The Telegraph 26.05.19

Laurence Llewelyn-Bowen’s Age of Emulsion “..the most joyous radio I heard this week, The Age of Emulsion with Laurence Llewelyn-Bowen (Radio 4, Saturday), an archive-strewn history of how DIY seduced us all. There were some fantastic archive clips illuminating class, politics and British decorating anxiety, including from Margaret Thatcher on the satisfaction of hanging her own wallpaper. The post-war dawn of DIY was the most fascinating bit, as we heard of women who took home the drills they’d learned how to use in factories during the war, and approving Fifties TV voice-overs detailed householders ripping out original Victorian fireplaces and replacing them with practical cupboards.
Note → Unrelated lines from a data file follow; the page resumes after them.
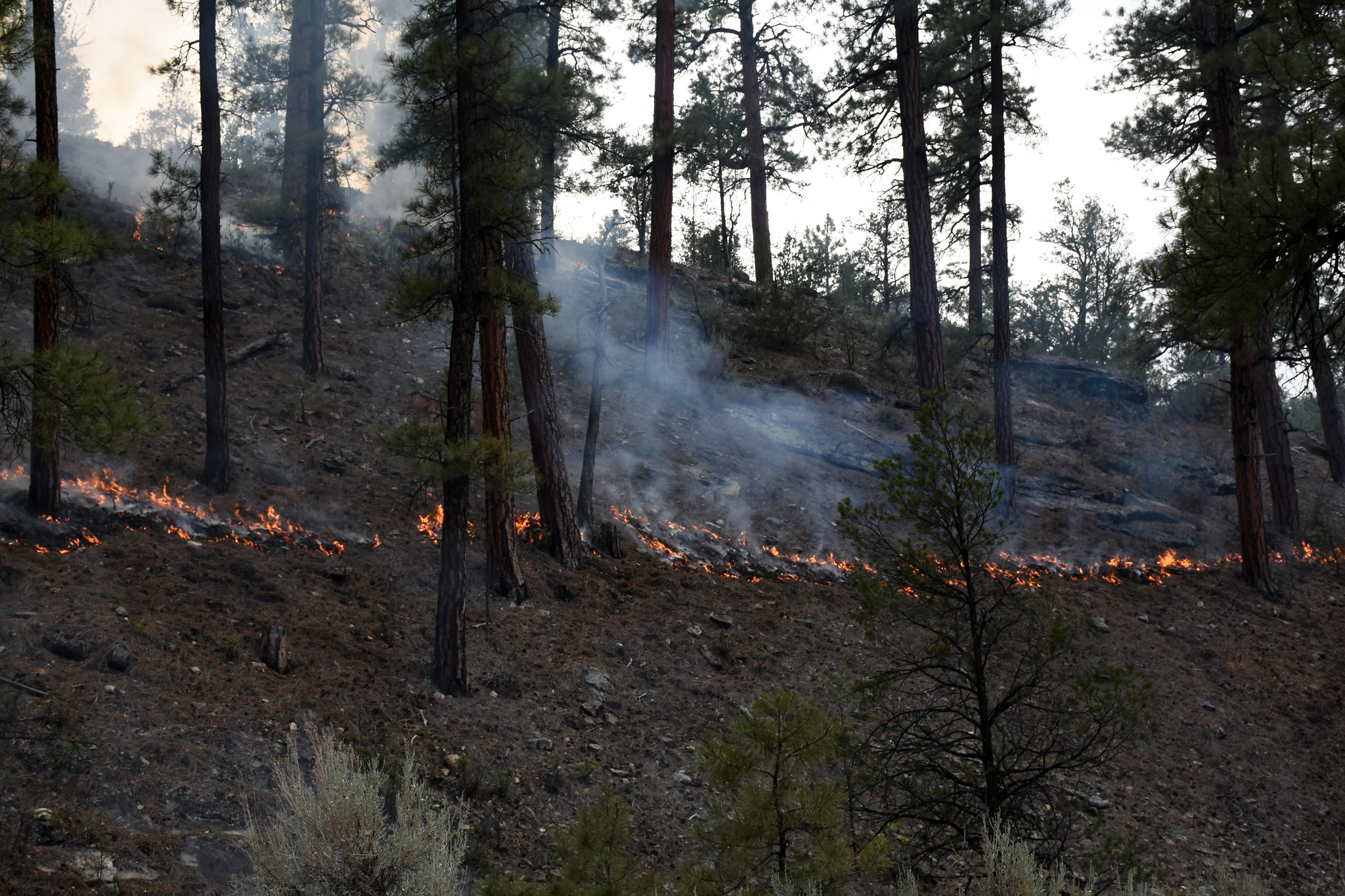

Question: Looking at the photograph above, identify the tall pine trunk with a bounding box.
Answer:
[538,0,563,271]
[1190,0,1275,597]
[990,0,1017,483]
[1228,326,1271,592]
[199,0,231,492]
[896,0,943,393]
[277,0,312,254]
[28,0,60,516]
[1252,339,1299,539]
[431,0,489,694]
[738,0,775,284]
[579,245,607,532]
[507,243,583,570]
[303,0,327,376]
[644,0,676,377]
[1308,286,1345,485]
[963,24,984,336]
[481,291,527,605]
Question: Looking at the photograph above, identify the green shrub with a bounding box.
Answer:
[245,724,467,896]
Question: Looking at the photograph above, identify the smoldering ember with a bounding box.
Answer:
[0,0,1345,896]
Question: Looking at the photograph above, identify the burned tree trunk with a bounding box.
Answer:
[896,0,943,393]
[538,0,563,271]
[481,291,527,605]
[1252,338,1299,538]
[742,0,775,284]
[28,0,60,516]
[507,243,583,570]
[990,0,1017,486]
[1228,326,1272,595]
[431,0,489,694]
[644,0,676,375]
[199,0,232,492]
[964,30,984,336]
[303,0,327,376]
[577,248,607,532]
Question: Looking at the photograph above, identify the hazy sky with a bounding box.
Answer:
[77,0,1166,282]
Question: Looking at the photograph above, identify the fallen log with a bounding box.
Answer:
[163,333,295,393]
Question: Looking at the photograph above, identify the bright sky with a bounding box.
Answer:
[77,0,1166,282]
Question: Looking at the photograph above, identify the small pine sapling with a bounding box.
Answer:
[839,393,1151,855]
[683,691,882,896]
[481,787,663,896]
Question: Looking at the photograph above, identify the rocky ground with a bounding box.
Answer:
[0,235,1345,893]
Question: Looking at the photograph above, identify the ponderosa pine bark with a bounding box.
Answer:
[644,0,676,376]
[896,0,943,393]
[990,0,1017,483]
[1190,0,1273,597]
[301,0,327,376]
[506,243,584,570]
[577,245,607,532]
[742,0,775,284]
[964,28,984,336]
[537,0,563,271]
[1228,326,1271,592]
[280,0,315,254]
[481,291,527,605]
[1252,340,1299,538]
[433,0,489,696]
[28,0,60,517]
[198,0,232,492]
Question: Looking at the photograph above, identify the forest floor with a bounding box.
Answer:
[0,238,1345,893]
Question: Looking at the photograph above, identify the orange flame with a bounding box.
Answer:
[0,466,363,556]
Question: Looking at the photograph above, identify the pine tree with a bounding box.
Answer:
[644,0,676,379]
[196,0,231,492]
[28,0,60,517]
[1109,0,1296,595]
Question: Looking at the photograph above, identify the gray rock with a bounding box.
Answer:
[108,643,131,672]
[584,669,616,704]
[41,631,89,662]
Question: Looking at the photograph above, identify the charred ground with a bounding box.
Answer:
[0,235,1345,893]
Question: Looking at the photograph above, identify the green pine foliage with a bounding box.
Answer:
[839,393,1149,855]
[481,788,663,896]
[682,691,882,896]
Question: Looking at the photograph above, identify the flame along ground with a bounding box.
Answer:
[0,466,357,556]
[8,466,1345,588]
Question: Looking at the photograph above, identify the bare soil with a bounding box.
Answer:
[0,247,1345,893]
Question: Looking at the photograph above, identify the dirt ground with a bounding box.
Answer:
[0,235,1345,893]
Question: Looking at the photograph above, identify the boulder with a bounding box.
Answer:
[41,631,89,662]
[1014,357,1149,404]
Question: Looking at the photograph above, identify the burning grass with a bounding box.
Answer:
[0,466,357,556]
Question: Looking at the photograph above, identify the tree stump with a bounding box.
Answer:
[261,626,289,674]
[593,521,625,560]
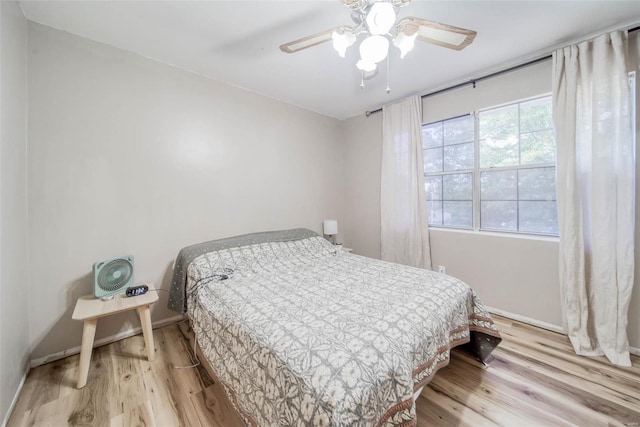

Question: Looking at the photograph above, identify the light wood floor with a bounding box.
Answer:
[8,316,640,427]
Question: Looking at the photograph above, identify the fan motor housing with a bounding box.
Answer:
[93,255,134,298]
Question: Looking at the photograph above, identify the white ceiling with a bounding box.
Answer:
[21,0,640,119]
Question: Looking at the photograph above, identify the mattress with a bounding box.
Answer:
[176,235,500,426]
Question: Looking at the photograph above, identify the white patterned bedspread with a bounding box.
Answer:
[187,237,500,426]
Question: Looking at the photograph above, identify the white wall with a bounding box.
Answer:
[0,1,29,421]
[28,23,343,359]
[342,42,640,348]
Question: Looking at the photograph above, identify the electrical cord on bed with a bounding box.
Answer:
[187,267,234,299]
[173,268,234,369]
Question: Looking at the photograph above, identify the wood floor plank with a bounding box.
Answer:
[7,316,640,427]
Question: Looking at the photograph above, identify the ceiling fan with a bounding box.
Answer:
[280,0,477,88]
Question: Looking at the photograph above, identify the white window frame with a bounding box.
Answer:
[422,93,558,237]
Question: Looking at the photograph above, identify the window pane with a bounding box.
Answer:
[520,129,556,165]
[519,201,558,234]
[444,143,473,171]
[480,170,518,201]
[424,148,442,173]
[520,97,553,133]
[422,122,442,149]
[479,105,520,168]
[427,201,442,225]
[424,176,442,200]
[442,200,473,228]
[444,115,475,145]
[518,168,556,201]
[480,202,518,231]
[442,173,473,200]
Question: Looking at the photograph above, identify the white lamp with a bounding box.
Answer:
[322,219,338,245]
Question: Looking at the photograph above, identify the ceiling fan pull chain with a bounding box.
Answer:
[387,56,391,93]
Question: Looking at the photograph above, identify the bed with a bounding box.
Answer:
[169,229,501,426]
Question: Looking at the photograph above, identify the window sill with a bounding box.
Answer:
[429,226,560,242]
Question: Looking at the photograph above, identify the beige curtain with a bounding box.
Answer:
[553,32,635,366]
[380,96,431,269]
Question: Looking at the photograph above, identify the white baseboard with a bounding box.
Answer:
[487,307,567,335]
[31,315,185,368]
[2,368,29,427]
[486,307,640,356]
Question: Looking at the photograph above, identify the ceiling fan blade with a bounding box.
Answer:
[398,16,478,50]
[341,0,411,10]
[280,27,344,53]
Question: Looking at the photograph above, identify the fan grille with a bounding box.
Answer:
[97,259,133,292]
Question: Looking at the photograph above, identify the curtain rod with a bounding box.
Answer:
[364,26,640,117]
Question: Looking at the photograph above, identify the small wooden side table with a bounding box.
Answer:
[71,283,158,388]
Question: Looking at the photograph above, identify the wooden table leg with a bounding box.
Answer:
[138,305,156,360]
[78,319,98,388]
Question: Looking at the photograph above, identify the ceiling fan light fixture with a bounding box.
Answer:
[360,36,389,64]
[331,29,356,58]
[393,31,418,58]
[365,2,396,35]
[356,59,377,73]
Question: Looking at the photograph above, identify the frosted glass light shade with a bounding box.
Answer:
[366,2,396,35]
[360,36,389,64]
[322,219,338,236]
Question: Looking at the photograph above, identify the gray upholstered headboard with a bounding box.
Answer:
[167,228,318,314]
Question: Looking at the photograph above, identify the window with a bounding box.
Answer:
[422,96,558,235]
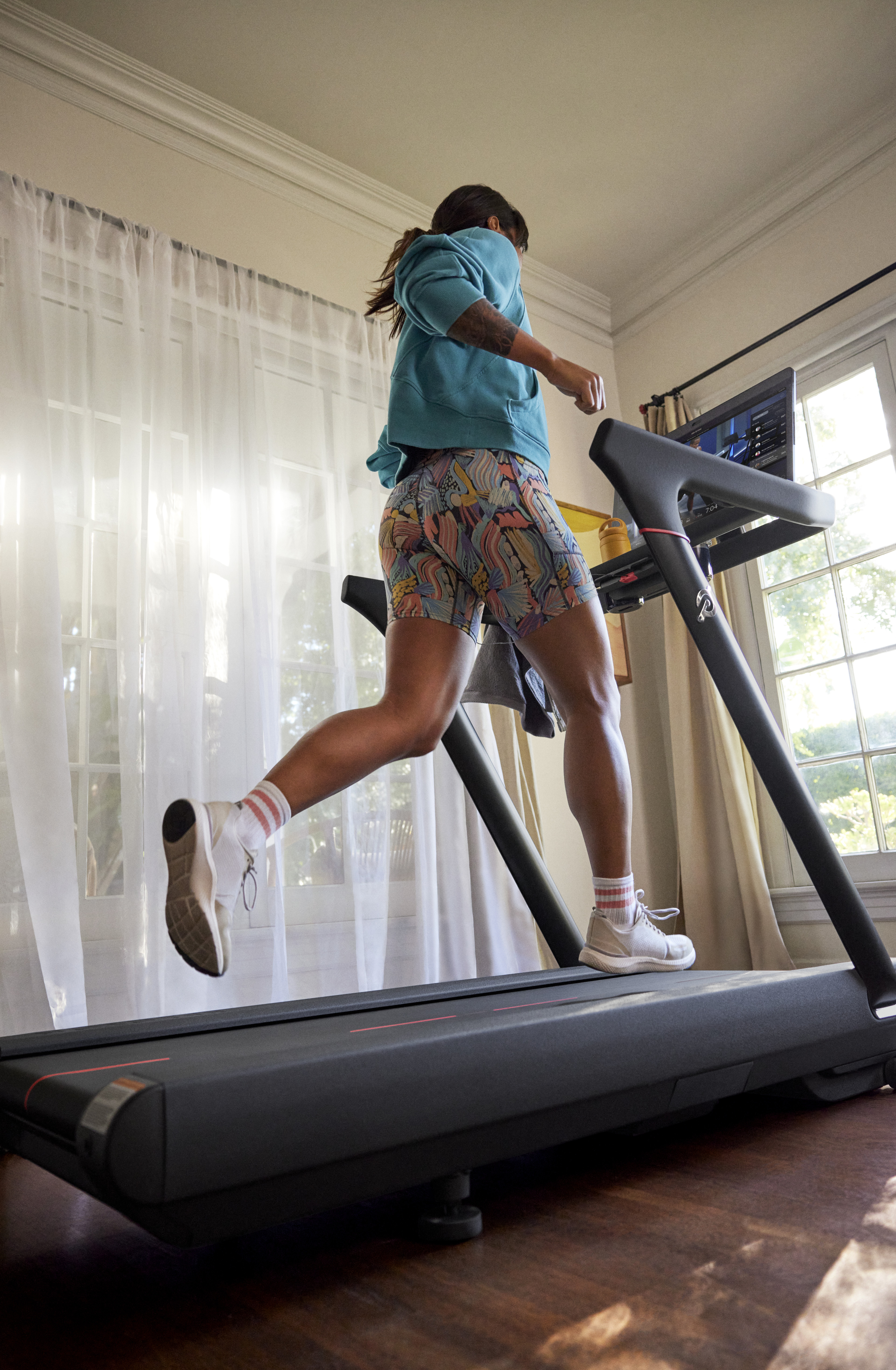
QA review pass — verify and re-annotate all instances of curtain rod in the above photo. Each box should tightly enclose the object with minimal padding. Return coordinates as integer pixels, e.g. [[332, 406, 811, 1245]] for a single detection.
[[640, 262, 896, 414], [24, 175, 357, 314]]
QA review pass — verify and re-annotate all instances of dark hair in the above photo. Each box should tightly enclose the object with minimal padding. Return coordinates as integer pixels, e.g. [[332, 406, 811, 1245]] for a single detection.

Llewelyn-Bowen was the ideal guide, and much more likeable on radio than he is on TV. He was knowledgeable, funny, and with an infectious sense of the absurd (he described his time on Changing Rooms as “design meets panto”, with genuine respect for anyone’s desire to improve where they live. He expressed sadness that, in recent years, DIY has faded and been replaced by GSI (“get someone in”), and DIY stores have been struggling. “Today the Age of Emulsion seems like a distant dream,” he concluded in wistful tones. I may repaint the wardrobe in his honour.”

The Guardian 14.7.19

When Parents Split. “In a powerful report, Philippa Perry explains how children caught up in bitter divorces can end up unjustly rejecting one of their parents on the basis of lies peddled during the break-up. The human cost is fully explored in a programme revealing how easy it is to manipulate a young mind”

The Irish Times 20.04.19

A Psalm for The Scaffolder “A poet? The rest of my family might not consider it a job, jokes Kim Moore. But a poet is who she is. Her poem – A Psalm for the Scaffolder – is tender. It is a psalm for all of them – including the ones who don’t like heights but spend their whole lives hiding it. Her family has grafted their whole lives and she grafts too, but differently.There is a hint of the Seamus Heaney poem, Digging, about it. The love shines through.I stumbled upon this on the car radio the other day and found it hauntingly beautiful.”